Thursday, April 1, 2010

"Refusenik" Movie, Now on The Small Screen

A couple of years ago, we were privileged to be in the audience at the premiere screening of the documentary Refuseniks.  It was a very thrilling evening being in the same room with so many legends.

This week, last night and tonight, the movie is being broadcast on Israel's Channel One.

For my generation, the Save Soviet Jewry protest movement and being an active and dedicated member of SSSJ, Student Struggle for Soviet Jewry held great importance.  For some it was a form of "revenge" against the Nazis, a chance for children of Holocaust survivors to make up for their parents' suffering and the lack of world Jewish protest during Nazi rule.

Others, I among them, had no family Holocaust history.  For us it was the opportunity to fight for justice and human rights for Jews during the popular struggle for Civil Rights for Black (then called Negro) Americans.  We felt it important to find a Jewish issue to demonstrate for. 

It was during the time I became more and more involved in the Soviet Jewry movement protesting the closing of synagogues and lack of religious rights in the USSR that I became religiously observant.  I guess I had internalized the message I had once seen on a Jewish television show, called The Eternal Light.  The episode I remember best was broadcast after the publication of the Anne Frank Diary, possibly around Chanukah.  As I remember it, there was a discussion among two people about Nazi restrictions on Jewish celebrations and hidden Jews like the Frank family.
"If I found myself living in a country that forbade Judaism, for instance lighting a Chanukah menorah, I would risk everything to keep Jewish traditions."
"Today, it's not forbidden.  Why don't you observe/celebrate Jewish Laws and holidays?"
I heard this over fifty years ago.  That message burned into my soul. No doubt that it had great influence over my life.  That's why I dedicated my youthful energies and activism to save Soviet Jewry, became a Torah observant Jew and moved to Israel, specifically to Shiloh which was liberated in the Six Days War, the single greatest and most significant historic event in my adolescence.

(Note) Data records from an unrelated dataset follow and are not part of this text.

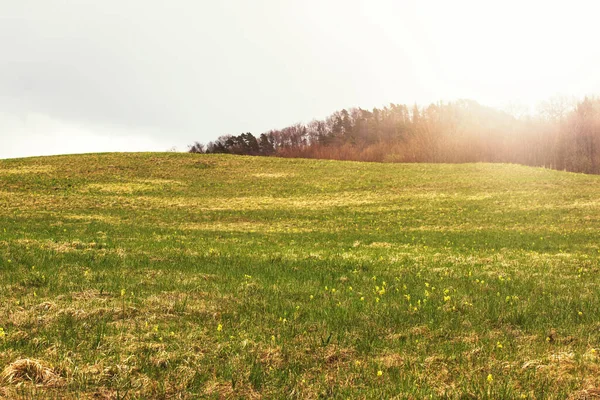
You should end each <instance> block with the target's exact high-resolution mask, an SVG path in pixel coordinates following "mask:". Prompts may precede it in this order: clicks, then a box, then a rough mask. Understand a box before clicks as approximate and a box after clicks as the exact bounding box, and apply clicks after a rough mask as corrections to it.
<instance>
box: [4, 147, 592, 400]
mask: <svg viewBox="0 0 600 400" xmlns="http://www.w3.org/2000/svg"><path fill="white" fill-rule="evenodd" d="M599 228H600V177H599V176H586V175H579V174H571V173H565V172H558V171H551V170H545V169H539V168H529V167H522V166H515V165H493V164H463V165H430V164H411V165H405V164H370V163H354V162H333V161H314V160H289V159H277V158H249V157H234V156H204V155H203V156H200V155H190V154H172V153H167V154H152V153H143V154H118V155H117V154H102V155H83V156H61V157H46V158H30V159H18V160H2V161H0V293H1V294H0V371H3V372H2V376H1V377H0V397H2V396H4V397H8V398H13V397H19V396H20V397H24V398H95V399H102V398H120V399H122V398H127V399H138V398H139V399H142V398H177V399H179V398H182V399H183V398H198V397H202V398H273V399H280V398H298V399H305V398H340V399H342V398H343V399H346V398H369V399H370V398H393V397H396V398H414V399H421V398H425V397H427V398H459V397H460V398H527V399H546V398H556V399H559V398H560V399H562V398H581V399H583V398H592V396H593V395H594V394H597V393H600V360H599V358H598V357H599V353H600V309H599V306H600V273H599V272H600V271H599V263H598V261H599V255H600V230H599ZM28 360H29V361H28Z"/></svg>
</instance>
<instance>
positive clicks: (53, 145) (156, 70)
mask: <svg viewBox="0 0 600 400" xmlns="http://www.w3.org/2000/svg"><path fill="white" fill-rule="evenodd" d="M596 3H597V2H595V1H577V0H572V1H569V2H567V1H556V2H553V1H552V0H530V1H527V0H520V1H513V0H506V1H485V0H453V1H445V0H440V1H433V0H414V1H412V0H406V1H400V0H395V1H394V0H215V1H208V0H170V1H159V0H103V1H97V0H18V1H17V0H0V49H1V50H0V158H12V157H25V156H35V155H51V154H67V153H86V152H99V151H167V150H172V149H177V150H180V151H182V150H185V149H186V147H187V145H189V144H191V143H193V142H194V141H200V142H204V143H206V142H208V141H210V140H214V139H216V138H217V137H218V136H220V135H223V134H239V133H242V132H252V133H254V134H260V133H262V132H265V131H267V130H269V129H273V128H282V127H285V126H288V125H291V124H293V123H296V122H308V121H310V120H311V119H313V118H324V117H326V116H327V115H329V114H331V113H332V112H334V111H336V110H341V109H343V108H351V107H362V108H368V109H370V108H372V107H381V106H384V105H386V104H389V103H390V102H393V103H403V104H413V103H418V104H422V105H426V104H428V103H430V102H436V101H452V100H456V99H462V98H469V99H474V100H476V101H479V102H480V103H482V104H486V105H490V106H494V107H499V108H505V107H509V106H510V105H515V104H517V105H523V106H525V107H530V108H531V109H533V108H534V107H535V105H536V104H538V103H539V102H540V101H542V100H544V99H547V98H549V97H551V96H555V95H565V96H577V97H582V96H584V95H594V94H600V74H599V73H598V67H599V66H600V46H598V45H597V38H598V37H600V24H598V23H597V21H596V19H597V15H599V14H598V11H600V9H599V8H600V5H596Z"/></svg>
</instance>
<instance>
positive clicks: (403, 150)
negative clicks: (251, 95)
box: [189, 97, 600, 174]
mask: <svg viewBox="0 0 600 400" xmlns="http://www.w3.org/2000/svg"><path fill="white" fill-rule="evenodd" d="M189 151H190V152H193V153H227V154H241V155H256V156H280V157H303V158H324V159H336V160H355V161H377V162H431V163H464V162H503V163H518V164H524V165H530V166H540V167H546V168H553V169H558V170H566V171H572V172H584V173H593V174H599V173H600V99H598V98H585V99H583V100H581V101H569V100H567V99H566V98H563V97H555V98H553V99H550V100H548V101H546V102H544V103H542V104H541V106H540V107H539V109H538V112H537V113H536V114H535V115H528V114H526V115H518V114H515V113H509V112H506V111H501V110H497V109H494V108H491V107H487V106H483V105H481V104H479V103H477V102H475V101H472V100H459V101H454V102H447V103H443V102H439V103H435V104H430V105H429V106H427V107H419V106H417V105H414V106H412V107H409V106H407V105H401V104H390V105H389V106H386V107H383V108H374V109H373V110H371V111H369V110H364V109H362V108H353V109H349V110H346V109H344V110H341V111H336V112H334V113H333V114H331V115H330V116H328V117H327V118H325V119H323V120H313V121H311V122H309V123H307V124H302V123H297V124H294V125H291V126H288V127H286V128H283V129H274V130H270V131H268V132H264V133H262V134H260V135H258V136H254V135H253V134H252V133H250V132H247V133H242V134H240V135H237V136H236V135H224V136H221V137H219V138H218V139H216V140H215V141H212V142H210V143H208V144H207V145H203V144H201V143H198V142H196V143H194V144H193V145H191V146H190V147H189Z"/></svg>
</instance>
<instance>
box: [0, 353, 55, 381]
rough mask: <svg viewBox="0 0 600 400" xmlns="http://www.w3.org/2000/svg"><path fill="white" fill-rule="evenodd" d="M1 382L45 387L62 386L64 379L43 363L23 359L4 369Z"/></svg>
mask: <svg viewBox="0 0 600 400" xmlns="http://www.w3.org/2000/svg"><path fill="white" fill-rule="evenodd" d="M0 382H3V383H7V384H21V383H27V382H30V383H33V384H36V385H43V386H60V385H62V383H63V379H62V378H61V377H60V376H59V375H58V374H57V373H56V372H54V370H53V369H52V367H51V366H49V365H47V364H46V363H44V362H43V361H40V360H34V359H29V358H22V359H19V360H17V361H15V362H13V363H11V364H9V365H8V366H7V367H6V368H4V370H3V371H2V373H1V374H0Z"/></svg>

G-d has been good to me.  I'm happy to say that I was on the "Absorption Committee" here in Shiloh during the large aliyah to Israel from the FSU, Former Soviet Union, and was able to facilitate the acceptance of those new immigrants to Shiloh.

The Refusenik movie brings back many memories.


Anonymous said...

One, two, three, four -
Open up the iron door.
Five, six, seven, eight -
Let my people emigrate!

Batya said...

Such "nachas" to see them here in Shiloh.